"One morning I woke up in Dharamsala to the beautiful view and I don't know what it was exactly but I knew now was the right time," Watson said. "I've really enjoyed my time being back in the Australian squad. But it is quite different; none of the other guys I played with growing up are here anymore. I've made the right decision. I couldn't really see the light with the all the injuries I had", he said announcing his retirement.
In his illustrious 14 years of career he had played alongside Australian legends such as Ricky Ponting, Shane Warne and Adam Gilchrist and he added that he misses them.
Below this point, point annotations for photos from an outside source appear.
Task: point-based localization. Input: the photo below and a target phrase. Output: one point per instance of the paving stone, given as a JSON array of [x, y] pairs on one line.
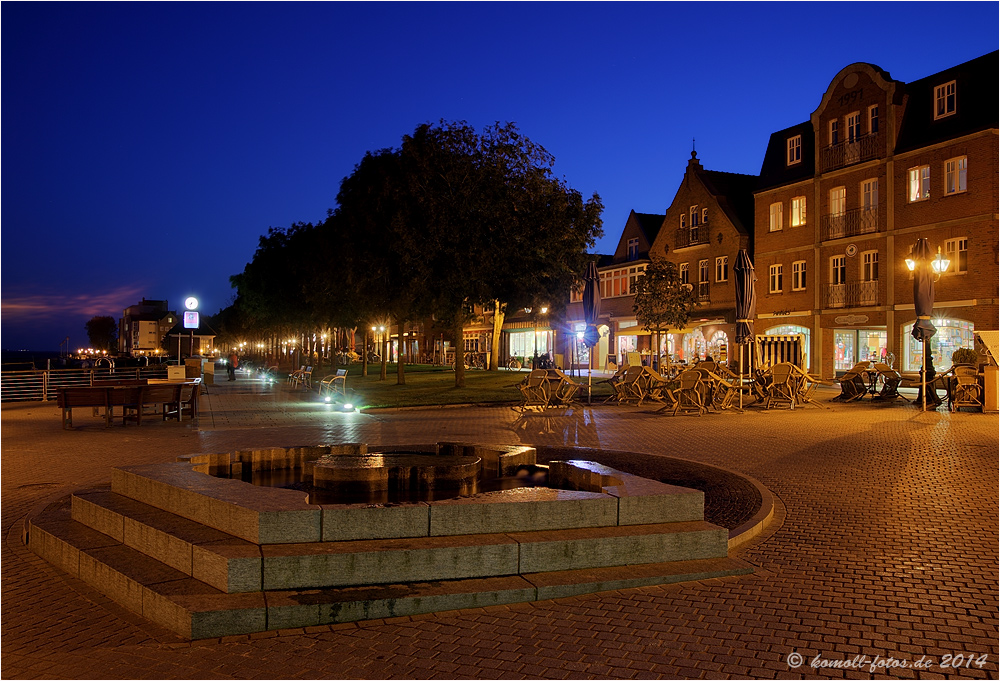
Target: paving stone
[[884, 541]]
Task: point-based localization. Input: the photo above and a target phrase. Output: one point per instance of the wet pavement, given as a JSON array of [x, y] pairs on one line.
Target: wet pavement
[[884, 545]]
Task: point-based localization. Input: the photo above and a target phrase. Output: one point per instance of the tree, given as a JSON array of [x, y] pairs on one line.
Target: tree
[[662, 301], [490, 223], [102, 331]]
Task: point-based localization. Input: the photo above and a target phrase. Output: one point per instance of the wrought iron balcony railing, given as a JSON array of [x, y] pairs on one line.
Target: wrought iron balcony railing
[[854, 294], [853, 222], [849, 152]]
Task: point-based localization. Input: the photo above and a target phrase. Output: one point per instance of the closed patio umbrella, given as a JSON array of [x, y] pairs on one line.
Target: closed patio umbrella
[[923, 303], [746, 305], [591, 310]]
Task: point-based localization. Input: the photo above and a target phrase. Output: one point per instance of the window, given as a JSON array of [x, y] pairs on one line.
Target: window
[[633, 249], [869, 194], [838, 270], [794, 150], [870, 266], [919, 183], [775, 217], [838, 201], [853, 126], [799, 275], [954, 175], [957, 251], [798, 211], [776, 278], [722, 268], [944, 100]]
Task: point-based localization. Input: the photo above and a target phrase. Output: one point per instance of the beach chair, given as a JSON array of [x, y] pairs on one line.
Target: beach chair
[[784, 386], [689, 395], [966, 391], [535, 390]]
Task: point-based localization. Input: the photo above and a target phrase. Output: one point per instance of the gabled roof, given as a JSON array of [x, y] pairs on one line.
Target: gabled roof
[[774, 171], [650, 224], [976, 94], [734, 192]]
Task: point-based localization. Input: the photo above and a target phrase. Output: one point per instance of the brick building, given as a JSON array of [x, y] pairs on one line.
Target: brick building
[[709, 220], [843, 197]]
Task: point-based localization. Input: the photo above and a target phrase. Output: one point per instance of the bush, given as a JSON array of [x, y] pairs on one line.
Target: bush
[[965, 356]]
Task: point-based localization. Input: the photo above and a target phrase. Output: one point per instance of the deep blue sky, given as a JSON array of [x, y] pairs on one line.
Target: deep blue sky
[[147, 146]]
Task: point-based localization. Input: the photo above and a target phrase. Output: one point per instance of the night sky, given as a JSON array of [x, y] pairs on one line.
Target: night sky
[[147, 146]]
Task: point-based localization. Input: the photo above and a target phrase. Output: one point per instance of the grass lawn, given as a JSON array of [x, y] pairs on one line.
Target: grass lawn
[[433, 385]]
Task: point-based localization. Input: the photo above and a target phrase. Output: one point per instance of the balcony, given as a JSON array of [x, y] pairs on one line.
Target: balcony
[[855, 294], [847, 153], [693, 236], [852, 223]]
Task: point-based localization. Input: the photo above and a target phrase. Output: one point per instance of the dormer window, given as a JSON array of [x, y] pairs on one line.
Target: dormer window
[[794, 145], [944, 100]]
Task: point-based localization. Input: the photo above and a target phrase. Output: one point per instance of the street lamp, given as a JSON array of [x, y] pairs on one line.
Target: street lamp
[[926, 271]]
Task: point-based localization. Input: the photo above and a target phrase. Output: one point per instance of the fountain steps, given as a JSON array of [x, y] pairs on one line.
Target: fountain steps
[[201, 582]]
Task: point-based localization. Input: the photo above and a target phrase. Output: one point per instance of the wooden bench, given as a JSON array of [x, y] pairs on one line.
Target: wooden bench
[[86, 396]]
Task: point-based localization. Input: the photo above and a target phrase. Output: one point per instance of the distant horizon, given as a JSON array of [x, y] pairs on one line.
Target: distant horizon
[[150, 145]]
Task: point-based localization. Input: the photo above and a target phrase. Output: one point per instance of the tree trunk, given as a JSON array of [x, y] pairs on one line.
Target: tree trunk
[[459, 355], [498, 317], [400, 376]]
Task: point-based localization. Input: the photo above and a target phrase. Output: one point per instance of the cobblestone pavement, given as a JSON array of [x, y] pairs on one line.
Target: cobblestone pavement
[[884, 544]]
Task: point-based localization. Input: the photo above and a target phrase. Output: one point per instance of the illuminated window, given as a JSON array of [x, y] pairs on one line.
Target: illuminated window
[[918, 183], [722, 268], [798, 211], [794, 150], [776, 278], [775, 217], [873, 119], [955, 175], [799, 275], [944, 100]]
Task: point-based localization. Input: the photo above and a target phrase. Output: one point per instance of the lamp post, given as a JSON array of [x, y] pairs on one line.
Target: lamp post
[[926, 271]]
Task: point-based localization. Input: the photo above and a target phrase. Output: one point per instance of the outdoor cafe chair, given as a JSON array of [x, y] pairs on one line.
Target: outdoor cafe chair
[[535, 390], [334, 384], [852, 384], [784, 386], [965, 389], [891, 380], [689, 395]]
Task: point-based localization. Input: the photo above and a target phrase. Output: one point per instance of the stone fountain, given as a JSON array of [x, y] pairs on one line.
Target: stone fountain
[[198, 548]]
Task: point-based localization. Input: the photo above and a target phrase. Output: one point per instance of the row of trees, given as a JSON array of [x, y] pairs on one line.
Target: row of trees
[[449, 220]]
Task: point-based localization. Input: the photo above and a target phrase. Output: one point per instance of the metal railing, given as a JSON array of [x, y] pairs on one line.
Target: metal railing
[[852, 223], [41, 385], [854, 294], [849, 152]]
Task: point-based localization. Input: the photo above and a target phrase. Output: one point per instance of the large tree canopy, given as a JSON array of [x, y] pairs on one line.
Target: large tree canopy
[[449, 220]]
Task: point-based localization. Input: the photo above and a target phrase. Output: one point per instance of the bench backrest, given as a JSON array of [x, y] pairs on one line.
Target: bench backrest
[[82, 397]]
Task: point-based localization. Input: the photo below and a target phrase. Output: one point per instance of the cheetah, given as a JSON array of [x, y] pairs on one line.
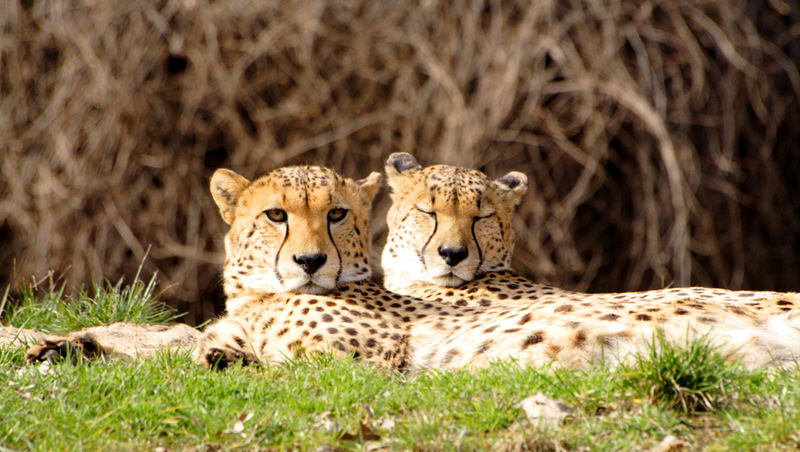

Watson, 34, has played 339 competitive matches in all forms of the game, including 59 tests, 190 One Day Internationals and 52 T20s and was number one all-rounder in the T20 ranking for two years. Watson is one of only seven men in history to have achieved the double of 10,000 runs and 250 wickets in international cricket across all three formats.
Over the past two decades Watson has been a formidable cricketer. In his youth, he was quite a fast bowler; and can always hit the ball as hard as any batsman.
He was precisely clean with striking his bat and his bowling was accurate and could swing the ball when conditions suited. Shane Watson will always be remembered for holding the Australian record for the highest ODI score: his unbeaten 185 against Bangladesh in Dhaka in 2011. He will finish with for 5,757 runs at 40.54, and 168 wickets at 31.79to his name in the ODI. Yet throughout it all he has been a curiously vulnerable cricketer, career hit with few injuries.
Though Watson will continue to play for his domestic side Sydney Thunder, he will also play for Royal Challengers Bangalore and Islamabad United in the Indian Premier League (IPL) and Pakistan Super Leagues (PSL) respectively.